The park was two and a half blocks away, an easy walk that I took my time with. Anxiety built with each step. By the time I reached the park a thin layer of sweat covered my face and hands despite the cool crisp air. The park consisted of a small play area with swings, a merry-go-round, and a metal slide. A short distance away was a couple of weathered picnic tables and benches. Waves of disappointment threatened to drown me in despair as I made my way to a table.

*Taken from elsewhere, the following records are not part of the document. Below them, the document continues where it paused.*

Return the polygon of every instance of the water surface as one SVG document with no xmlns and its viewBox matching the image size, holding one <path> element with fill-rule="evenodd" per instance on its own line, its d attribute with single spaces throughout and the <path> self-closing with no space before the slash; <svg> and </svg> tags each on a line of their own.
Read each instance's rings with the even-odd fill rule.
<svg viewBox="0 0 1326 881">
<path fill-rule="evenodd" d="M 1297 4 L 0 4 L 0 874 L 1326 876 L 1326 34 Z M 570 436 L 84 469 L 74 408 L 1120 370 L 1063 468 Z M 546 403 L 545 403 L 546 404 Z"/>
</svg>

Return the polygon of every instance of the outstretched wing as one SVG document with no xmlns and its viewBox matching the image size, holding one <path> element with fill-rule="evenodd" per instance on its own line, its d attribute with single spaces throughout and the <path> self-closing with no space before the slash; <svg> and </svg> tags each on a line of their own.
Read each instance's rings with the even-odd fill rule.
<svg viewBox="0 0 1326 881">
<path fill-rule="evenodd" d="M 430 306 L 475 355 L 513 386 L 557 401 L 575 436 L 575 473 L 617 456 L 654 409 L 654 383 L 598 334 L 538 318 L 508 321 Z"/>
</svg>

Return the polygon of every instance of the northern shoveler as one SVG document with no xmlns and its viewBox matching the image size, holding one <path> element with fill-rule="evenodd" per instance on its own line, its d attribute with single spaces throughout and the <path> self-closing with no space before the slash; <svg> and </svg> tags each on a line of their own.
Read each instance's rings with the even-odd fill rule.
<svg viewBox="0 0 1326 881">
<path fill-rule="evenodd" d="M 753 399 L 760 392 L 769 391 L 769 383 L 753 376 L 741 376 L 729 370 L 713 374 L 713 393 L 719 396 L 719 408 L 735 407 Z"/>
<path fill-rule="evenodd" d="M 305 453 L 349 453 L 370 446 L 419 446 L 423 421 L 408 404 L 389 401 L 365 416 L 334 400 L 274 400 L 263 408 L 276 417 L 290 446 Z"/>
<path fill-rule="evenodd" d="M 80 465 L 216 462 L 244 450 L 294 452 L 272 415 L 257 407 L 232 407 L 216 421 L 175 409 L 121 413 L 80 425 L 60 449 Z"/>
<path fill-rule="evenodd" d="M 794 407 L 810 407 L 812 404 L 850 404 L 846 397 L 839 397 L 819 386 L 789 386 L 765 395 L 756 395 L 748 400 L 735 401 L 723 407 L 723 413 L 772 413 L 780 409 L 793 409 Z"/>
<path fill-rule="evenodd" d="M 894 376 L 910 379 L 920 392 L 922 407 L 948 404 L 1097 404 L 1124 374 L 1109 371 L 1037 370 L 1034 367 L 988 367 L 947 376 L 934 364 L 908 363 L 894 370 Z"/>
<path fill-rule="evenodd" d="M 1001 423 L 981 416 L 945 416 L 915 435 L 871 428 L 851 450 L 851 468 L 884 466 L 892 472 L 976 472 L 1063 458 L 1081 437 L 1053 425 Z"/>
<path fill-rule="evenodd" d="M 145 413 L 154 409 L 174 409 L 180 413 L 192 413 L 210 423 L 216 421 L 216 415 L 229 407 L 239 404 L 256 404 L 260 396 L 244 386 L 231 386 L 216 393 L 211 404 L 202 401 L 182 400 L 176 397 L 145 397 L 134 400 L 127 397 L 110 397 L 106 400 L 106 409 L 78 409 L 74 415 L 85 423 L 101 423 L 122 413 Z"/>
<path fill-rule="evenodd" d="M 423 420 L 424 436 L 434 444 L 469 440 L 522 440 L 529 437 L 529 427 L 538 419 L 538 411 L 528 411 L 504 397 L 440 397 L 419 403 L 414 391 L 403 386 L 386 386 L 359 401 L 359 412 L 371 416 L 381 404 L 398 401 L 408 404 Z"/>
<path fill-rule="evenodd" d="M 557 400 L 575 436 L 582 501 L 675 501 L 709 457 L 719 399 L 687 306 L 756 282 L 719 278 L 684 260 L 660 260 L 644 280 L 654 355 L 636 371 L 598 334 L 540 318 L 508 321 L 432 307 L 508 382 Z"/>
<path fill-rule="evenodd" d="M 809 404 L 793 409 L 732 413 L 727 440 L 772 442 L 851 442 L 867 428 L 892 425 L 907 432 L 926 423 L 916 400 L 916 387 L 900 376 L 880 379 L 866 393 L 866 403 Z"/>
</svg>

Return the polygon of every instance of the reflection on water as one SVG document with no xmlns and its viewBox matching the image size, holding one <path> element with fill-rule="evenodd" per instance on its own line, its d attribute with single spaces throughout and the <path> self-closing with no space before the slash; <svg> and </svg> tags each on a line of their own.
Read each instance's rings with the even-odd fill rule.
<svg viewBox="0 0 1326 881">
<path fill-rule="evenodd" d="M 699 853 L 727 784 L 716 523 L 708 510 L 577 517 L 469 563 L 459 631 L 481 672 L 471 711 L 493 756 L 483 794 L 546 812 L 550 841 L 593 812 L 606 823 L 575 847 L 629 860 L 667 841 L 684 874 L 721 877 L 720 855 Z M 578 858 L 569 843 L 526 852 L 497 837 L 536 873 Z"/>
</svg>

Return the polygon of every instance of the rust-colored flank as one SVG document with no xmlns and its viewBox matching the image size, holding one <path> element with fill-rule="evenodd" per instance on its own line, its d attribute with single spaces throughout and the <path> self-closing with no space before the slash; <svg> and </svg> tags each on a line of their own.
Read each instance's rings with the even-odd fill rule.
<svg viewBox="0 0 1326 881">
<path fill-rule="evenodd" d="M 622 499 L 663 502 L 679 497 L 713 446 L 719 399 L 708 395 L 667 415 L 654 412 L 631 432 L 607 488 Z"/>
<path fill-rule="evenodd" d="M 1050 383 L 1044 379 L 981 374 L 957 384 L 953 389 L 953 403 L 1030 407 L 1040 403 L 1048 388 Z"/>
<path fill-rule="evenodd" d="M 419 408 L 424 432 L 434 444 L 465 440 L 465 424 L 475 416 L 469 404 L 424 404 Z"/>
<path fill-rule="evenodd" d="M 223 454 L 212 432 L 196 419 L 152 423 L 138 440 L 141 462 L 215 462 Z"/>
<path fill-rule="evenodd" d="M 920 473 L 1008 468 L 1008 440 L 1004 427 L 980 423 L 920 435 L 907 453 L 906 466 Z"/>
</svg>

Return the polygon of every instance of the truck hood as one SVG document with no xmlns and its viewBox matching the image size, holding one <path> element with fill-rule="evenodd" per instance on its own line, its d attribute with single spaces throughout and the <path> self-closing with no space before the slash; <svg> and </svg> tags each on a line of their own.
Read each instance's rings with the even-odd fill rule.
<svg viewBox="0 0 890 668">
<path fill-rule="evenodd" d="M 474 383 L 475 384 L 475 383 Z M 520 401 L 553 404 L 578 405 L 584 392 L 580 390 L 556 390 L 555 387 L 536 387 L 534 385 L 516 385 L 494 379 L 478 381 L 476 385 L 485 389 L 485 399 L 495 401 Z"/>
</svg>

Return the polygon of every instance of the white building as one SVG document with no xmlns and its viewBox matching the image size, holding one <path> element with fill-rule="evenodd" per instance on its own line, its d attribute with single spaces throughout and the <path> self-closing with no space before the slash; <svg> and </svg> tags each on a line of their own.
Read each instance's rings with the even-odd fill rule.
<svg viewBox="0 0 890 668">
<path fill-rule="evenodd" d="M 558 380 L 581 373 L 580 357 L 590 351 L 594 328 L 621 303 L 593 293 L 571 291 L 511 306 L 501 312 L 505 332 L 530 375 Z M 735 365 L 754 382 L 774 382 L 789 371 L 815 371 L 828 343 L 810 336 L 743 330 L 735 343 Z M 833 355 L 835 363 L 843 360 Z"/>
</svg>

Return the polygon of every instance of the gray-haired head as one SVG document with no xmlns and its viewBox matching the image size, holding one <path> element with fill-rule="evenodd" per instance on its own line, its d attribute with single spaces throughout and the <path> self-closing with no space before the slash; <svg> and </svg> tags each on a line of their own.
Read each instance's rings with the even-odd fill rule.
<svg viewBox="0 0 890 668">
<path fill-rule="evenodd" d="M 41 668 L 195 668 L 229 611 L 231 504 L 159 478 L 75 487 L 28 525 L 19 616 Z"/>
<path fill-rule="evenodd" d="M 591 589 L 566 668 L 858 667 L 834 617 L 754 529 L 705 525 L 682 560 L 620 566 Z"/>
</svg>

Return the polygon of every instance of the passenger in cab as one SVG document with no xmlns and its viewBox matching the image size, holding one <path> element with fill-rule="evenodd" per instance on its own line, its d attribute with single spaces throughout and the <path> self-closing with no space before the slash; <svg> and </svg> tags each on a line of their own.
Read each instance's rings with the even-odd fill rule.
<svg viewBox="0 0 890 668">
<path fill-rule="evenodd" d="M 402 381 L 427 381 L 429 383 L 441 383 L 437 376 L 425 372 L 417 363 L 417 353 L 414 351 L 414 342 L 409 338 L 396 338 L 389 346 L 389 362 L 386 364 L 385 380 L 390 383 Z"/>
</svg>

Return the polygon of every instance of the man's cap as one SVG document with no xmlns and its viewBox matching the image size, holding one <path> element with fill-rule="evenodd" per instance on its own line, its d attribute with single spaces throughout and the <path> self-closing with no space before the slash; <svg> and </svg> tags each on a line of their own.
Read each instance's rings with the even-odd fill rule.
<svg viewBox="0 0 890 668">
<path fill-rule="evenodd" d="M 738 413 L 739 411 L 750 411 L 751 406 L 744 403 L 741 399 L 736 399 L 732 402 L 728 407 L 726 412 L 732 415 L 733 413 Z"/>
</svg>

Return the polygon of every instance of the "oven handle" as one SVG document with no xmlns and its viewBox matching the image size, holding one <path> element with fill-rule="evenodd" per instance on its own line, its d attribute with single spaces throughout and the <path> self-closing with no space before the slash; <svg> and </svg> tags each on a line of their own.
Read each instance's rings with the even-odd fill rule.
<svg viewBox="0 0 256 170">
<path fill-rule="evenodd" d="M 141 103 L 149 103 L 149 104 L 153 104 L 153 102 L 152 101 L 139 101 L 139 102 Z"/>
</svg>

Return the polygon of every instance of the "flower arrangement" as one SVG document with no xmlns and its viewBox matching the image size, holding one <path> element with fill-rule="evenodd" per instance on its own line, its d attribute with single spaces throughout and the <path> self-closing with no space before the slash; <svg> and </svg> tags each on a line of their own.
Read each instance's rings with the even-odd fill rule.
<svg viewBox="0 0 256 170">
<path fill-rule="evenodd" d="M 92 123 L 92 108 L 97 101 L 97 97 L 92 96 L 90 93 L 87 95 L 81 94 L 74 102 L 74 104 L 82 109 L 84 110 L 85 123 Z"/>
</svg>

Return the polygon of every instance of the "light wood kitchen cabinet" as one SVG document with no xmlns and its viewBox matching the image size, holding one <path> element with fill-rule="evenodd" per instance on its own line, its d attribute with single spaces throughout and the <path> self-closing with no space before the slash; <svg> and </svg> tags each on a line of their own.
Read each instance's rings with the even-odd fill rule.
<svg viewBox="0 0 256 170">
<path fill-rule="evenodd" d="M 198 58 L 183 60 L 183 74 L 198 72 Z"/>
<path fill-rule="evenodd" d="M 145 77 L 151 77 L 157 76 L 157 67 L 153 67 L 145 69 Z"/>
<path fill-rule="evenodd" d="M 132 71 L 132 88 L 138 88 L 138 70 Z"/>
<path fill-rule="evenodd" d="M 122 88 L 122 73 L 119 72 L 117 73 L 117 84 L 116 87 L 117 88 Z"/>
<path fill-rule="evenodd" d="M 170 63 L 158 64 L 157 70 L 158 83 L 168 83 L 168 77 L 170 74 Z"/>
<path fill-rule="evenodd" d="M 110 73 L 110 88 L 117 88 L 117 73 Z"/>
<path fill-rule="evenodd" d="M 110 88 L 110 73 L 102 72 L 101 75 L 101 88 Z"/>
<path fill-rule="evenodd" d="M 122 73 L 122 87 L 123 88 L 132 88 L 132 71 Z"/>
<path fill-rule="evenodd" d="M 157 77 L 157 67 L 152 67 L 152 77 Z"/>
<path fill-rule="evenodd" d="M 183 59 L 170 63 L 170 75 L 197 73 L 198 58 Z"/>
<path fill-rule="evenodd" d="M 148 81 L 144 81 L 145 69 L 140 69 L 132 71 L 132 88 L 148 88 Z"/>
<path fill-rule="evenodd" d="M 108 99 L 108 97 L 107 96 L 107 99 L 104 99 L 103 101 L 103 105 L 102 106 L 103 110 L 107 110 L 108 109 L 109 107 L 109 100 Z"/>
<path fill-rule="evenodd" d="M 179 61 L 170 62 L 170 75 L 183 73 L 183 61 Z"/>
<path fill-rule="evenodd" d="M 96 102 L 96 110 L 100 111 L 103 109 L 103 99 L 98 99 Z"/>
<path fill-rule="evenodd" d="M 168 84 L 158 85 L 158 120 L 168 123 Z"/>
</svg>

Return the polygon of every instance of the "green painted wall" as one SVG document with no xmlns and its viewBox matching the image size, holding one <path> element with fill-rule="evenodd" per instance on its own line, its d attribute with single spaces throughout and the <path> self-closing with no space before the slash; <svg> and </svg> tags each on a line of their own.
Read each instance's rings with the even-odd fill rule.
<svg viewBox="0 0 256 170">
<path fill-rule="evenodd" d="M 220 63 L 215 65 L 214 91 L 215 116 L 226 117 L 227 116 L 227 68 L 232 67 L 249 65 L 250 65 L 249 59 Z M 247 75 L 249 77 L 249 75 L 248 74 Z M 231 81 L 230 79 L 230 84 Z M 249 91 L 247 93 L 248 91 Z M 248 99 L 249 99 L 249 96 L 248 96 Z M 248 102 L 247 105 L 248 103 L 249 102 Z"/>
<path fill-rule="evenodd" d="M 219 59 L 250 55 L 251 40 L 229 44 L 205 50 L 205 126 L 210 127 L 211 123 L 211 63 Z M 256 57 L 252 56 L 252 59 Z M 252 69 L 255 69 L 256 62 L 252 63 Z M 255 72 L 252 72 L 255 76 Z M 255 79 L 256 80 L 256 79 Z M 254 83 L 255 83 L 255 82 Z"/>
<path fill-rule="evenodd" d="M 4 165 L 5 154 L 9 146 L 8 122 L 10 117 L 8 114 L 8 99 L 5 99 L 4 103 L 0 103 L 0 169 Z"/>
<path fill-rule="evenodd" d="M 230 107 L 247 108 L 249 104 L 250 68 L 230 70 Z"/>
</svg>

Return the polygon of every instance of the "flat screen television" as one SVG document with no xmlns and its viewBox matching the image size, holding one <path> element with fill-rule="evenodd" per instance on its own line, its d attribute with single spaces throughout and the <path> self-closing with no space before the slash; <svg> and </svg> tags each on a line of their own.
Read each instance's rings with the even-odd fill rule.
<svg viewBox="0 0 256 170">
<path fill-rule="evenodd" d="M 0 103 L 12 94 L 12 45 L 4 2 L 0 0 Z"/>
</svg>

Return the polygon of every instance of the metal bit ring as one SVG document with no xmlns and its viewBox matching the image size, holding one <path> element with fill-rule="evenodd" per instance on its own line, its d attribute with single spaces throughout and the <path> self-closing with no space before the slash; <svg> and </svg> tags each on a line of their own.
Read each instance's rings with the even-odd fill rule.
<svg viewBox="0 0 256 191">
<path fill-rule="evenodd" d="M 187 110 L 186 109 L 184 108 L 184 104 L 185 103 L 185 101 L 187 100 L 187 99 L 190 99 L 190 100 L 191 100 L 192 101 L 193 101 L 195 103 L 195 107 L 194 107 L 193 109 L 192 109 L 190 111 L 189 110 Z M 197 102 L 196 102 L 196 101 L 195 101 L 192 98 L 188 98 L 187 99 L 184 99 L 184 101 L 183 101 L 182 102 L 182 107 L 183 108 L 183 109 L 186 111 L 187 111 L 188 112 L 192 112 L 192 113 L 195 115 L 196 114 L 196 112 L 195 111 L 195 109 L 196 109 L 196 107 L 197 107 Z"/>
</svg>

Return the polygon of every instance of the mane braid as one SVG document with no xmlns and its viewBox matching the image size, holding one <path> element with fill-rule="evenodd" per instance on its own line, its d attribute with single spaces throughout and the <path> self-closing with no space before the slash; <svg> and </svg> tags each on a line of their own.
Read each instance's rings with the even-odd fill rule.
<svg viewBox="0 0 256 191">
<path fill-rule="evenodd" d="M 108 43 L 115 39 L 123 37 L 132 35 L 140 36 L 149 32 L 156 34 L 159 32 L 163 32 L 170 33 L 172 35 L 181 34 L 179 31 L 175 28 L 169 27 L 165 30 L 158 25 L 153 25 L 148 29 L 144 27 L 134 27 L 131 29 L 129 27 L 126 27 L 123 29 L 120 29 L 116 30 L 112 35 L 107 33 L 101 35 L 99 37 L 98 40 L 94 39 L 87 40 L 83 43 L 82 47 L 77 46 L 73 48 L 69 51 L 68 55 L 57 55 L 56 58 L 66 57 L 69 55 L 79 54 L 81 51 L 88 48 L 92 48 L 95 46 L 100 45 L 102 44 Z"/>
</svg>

' Maybe he got caught up after class with a teacher and that's why he wasn't here. ' I tried to reason as I climbed up on the table to sit. ' I'll give him a half-hour. He has to be coming. '
I clung to that small hope as I pulled out my phone and played a pointless matching game to keep from tearing up. I knew it was silly but my feelings where hurt and I was embarrassed that I put myself out there like some desperate lovesick nerd only to be rejected. My only solace, small as it was, that Devon didn't know it was me who did it. I was so engrossed with trying to convince myself this that I didn't know I was no longer alone until a hand touched my shoulder. Let me tell you, my soul nearly left my body at that moment. Instead, my phone flew one way and I flew the other off the table. I landed with my full weight on a twisted right foot that resulted in something ripping in my foot followed by the worst pain I ever experienced. I was crying loud sobs and I didn't care who heard me. That was until I realized who was with me.
" Kevin! Holly crap, I'm so sorry. "
Strong hands grabbed my shoulders and gently pulled me up from my fetal position. With tears streaming from my eyes I looked at Devon's concerned face and thought ' Oh god I hope I don't have snot coming out of my nose. '
I for sure needed a doctor but walking was beyond my capability at the moment. So Devon carried me home, bridal style, for three blocks. Under different circumstances, I would have been beyond happy and embarrassed by this but the all-consuming burning pain in my foot trumped everything. A trip to the doctor revealed that I had a grade 2 sprain and would be out of commission for 6 to 8 weeks. That also meant no dance though that no longer mattered because I got something far better. During my recovery, Devon visited me every day after school and also on weekends to drop off missed school work and just to hang out. It turned out he was okay with my little crush and that he was open to seeing how things turned out between us. So in a way, I was right. My sophomore year did turn out to be epic.